State Sen. Joseph Vitale (D-District 19) introduced the bill in response to a spate of local media reports about nursing home residents losing savings, pensions, even vehicles and other possessions after signing over control of their financial assets to a third-party fiscal agent for the facilities. The reports were based on an investigation by NJ Advance Media as it delved into court documents and conducted interviews about the Brooklyn, NY-based company Future Care Consultants and its CEO, Shmuel “Sam” Stern.
Vitale’s legislation would prohibit anyone employed by or connected to a nursing home from manage the financial affairs of residents unless appointed as a guardian through a Superior Court order. Vitale is chair of the New Jersey Senate’s Committee on Health, Human Services, and Senior Citizens.
Companion legislation has been introduced in the state Assembly. Both bills (S-3606 and A-5194) also prevent nursing home owners or employees from acting as power of attorney for residents.
“There has to be some sort of mechanism so that when somebody needs help, we’re not going to drain their bank accounts,” Vitale said, according to NJ.com.
But the head of the Health Care Association of New Jersey said the legislation is shortsighted and would harm residents who lack the resources to hire attorneys to file the necessary court documents.
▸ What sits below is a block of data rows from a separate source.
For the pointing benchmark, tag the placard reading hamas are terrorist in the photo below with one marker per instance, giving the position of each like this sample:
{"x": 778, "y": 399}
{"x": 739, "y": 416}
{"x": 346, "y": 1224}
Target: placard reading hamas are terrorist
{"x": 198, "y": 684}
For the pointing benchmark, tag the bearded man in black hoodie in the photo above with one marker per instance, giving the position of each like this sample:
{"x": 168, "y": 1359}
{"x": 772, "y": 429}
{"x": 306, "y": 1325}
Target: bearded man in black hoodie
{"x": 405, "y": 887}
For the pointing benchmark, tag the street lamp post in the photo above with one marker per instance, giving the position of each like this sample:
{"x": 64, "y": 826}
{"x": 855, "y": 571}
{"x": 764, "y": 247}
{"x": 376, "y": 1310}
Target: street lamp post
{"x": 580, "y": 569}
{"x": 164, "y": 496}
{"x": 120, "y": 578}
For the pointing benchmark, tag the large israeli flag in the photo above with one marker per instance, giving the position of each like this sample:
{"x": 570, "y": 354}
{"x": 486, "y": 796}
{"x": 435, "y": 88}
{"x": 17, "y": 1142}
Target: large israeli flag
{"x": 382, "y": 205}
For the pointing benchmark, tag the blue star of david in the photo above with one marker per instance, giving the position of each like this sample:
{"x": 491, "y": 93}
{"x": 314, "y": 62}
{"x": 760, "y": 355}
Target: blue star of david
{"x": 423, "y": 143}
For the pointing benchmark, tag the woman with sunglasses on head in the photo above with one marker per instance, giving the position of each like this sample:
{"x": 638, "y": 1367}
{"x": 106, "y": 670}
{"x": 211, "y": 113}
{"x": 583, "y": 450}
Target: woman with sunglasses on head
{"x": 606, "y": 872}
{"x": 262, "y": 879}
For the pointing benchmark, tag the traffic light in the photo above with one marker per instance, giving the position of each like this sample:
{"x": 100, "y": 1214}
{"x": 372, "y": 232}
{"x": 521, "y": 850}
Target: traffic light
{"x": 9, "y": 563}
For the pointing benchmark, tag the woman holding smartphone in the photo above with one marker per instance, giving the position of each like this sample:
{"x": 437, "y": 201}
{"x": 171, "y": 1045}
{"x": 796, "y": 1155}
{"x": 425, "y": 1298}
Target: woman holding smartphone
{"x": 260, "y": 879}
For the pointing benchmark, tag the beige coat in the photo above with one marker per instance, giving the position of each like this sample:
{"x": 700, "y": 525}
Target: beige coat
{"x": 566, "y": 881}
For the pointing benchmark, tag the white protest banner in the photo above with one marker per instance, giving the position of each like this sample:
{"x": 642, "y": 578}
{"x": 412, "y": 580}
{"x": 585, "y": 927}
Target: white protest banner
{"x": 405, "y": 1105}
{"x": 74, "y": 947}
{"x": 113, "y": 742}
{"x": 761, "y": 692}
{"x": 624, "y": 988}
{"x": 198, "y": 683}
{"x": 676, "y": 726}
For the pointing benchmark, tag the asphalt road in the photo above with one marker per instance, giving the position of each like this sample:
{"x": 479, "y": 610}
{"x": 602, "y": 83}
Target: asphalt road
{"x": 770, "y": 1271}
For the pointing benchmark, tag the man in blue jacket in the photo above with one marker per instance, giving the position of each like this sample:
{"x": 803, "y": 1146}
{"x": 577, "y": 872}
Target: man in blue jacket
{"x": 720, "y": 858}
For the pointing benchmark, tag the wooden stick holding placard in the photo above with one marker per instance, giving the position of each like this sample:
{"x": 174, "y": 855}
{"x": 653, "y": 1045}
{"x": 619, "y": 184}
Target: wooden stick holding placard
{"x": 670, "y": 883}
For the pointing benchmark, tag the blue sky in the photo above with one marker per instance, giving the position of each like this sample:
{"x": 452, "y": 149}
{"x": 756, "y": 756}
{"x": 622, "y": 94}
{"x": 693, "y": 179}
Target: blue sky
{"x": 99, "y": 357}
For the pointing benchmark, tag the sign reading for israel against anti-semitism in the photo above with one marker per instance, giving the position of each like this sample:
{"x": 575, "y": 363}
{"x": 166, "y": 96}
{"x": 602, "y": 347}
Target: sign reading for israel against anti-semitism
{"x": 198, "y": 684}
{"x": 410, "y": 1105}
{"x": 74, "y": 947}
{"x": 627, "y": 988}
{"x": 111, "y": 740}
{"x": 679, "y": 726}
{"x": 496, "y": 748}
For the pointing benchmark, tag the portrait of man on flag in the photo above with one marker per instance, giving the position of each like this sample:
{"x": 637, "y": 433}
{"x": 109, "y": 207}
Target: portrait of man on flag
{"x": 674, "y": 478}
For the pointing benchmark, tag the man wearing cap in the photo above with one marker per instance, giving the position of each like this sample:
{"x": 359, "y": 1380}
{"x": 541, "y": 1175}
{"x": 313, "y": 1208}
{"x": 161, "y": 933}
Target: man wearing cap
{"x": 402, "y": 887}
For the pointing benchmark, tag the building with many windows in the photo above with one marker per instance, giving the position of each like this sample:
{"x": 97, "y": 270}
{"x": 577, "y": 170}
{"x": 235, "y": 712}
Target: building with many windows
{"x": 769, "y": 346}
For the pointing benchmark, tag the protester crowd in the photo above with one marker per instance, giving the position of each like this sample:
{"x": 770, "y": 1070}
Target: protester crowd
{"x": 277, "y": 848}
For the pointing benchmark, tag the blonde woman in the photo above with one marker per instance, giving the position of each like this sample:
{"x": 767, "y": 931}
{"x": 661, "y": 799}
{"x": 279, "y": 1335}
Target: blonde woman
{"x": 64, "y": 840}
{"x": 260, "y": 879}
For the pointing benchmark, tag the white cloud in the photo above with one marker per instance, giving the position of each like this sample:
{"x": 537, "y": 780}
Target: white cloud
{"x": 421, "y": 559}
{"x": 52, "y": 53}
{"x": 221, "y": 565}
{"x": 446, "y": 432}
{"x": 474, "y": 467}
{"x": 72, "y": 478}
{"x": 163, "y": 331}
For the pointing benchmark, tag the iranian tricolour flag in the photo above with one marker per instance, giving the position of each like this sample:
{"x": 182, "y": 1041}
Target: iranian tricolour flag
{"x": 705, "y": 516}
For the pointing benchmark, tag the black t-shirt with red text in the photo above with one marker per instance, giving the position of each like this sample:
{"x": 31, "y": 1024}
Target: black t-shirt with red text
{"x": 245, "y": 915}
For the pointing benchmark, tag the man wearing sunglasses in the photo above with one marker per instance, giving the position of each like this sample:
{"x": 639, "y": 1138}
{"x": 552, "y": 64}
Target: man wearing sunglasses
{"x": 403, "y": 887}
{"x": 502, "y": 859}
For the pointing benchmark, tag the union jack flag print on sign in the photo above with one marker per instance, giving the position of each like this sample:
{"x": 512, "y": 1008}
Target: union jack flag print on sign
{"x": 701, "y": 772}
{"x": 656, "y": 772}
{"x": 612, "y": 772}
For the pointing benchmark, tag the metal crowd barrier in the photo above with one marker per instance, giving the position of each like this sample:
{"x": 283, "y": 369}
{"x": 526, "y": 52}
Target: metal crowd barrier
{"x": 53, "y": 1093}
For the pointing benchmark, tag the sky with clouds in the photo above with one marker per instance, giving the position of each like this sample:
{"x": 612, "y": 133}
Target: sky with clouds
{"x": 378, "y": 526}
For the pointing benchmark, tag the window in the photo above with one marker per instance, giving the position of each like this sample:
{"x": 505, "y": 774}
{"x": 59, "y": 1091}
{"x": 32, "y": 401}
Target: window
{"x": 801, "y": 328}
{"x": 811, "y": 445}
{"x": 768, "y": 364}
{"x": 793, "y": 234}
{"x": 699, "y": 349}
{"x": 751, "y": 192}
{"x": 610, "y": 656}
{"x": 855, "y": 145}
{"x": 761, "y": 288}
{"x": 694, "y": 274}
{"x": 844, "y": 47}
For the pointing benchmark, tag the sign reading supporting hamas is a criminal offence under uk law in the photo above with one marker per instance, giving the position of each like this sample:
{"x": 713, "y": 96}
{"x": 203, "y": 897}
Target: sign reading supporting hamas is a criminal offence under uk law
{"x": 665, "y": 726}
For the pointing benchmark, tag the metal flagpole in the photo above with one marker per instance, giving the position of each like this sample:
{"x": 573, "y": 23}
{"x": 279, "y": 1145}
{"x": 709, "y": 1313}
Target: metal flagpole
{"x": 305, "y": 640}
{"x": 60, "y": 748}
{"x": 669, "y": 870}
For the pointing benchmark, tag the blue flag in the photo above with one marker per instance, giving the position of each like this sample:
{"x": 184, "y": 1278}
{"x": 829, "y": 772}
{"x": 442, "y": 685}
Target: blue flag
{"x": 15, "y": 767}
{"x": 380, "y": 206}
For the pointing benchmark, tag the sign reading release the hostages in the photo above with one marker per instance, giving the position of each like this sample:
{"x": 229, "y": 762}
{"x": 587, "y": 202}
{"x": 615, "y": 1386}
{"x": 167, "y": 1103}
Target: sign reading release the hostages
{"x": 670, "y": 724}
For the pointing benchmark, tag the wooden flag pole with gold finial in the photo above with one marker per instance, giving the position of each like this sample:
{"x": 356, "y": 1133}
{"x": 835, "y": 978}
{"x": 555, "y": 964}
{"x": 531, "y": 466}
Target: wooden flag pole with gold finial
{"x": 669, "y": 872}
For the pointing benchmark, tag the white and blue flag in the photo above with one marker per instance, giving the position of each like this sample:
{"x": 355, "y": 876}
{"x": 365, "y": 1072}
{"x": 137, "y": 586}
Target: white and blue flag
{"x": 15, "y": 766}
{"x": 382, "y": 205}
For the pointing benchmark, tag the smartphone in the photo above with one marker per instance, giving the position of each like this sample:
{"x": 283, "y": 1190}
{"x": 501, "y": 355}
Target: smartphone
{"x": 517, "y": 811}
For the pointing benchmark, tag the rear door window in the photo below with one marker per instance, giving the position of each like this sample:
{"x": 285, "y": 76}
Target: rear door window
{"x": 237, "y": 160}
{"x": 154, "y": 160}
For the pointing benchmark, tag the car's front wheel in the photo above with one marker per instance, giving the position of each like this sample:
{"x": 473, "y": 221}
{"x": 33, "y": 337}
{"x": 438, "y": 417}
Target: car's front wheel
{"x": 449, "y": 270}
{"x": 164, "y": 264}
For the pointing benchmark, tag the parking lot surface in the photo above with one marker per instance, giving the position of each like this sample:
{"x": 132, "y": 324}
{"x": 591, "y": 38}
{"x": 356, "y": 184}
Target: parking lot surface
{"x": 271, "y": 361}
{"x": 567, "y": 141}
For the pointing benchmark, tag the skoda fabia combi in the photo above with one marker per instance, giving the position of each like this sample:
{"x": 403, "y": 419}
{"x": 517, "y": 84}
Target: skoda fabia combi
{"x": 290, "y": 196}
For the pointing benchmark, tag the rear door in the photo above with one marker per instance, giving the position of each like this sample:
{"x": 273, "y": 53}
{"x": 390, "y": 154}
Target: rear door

Association President and CEO Andy Aronson called the current system a “lifeline to tens of thousands of needy” residents at no cost to them.
“This wrong-headed bill would primarily benefit attorneys, at the expense of this most vulnerable population,” Aronson said in a statement to McKnights Long Term Care News on Tuesday. “The Legislature’s efforts should be spent easing access to care, rather than on making that access more expensive.”
According to its website, Future Care Consultants provides financial and accounting services to nursing homes, handling “pesky paperwork” and collecting outstanding debts along with other services so that facilities can focus on patient care. That work involves collecting residents’ Medicaid and Medicare checks as well. Court documents and victims’ attorneys, however, say that the firm “has sought at times to take control of the savings, the assets, and ultimately the lives of nursing home residents, ostensibly to pay off the debt for their care.”
The articles from NJ.com detail a number of stories about people either admitted to nursing homes for short-term, rehabilitation stays or long-term residences who signed over control of their finances while heavily medicated or without proof of being mentally sound. One woman returned home after a rehabilitation stay at a facility in Hazlet only to find that her house was “emptied of all its possessions,” preparations were being made to sell the home, and her car titled had been signed over to the financial agent.
An email seeking comment from Future Care Consultants was not returned Tuesday. There is no phone number listed on the company’s website. A call to Stern’s attorney, Richard Kozel, was not returned.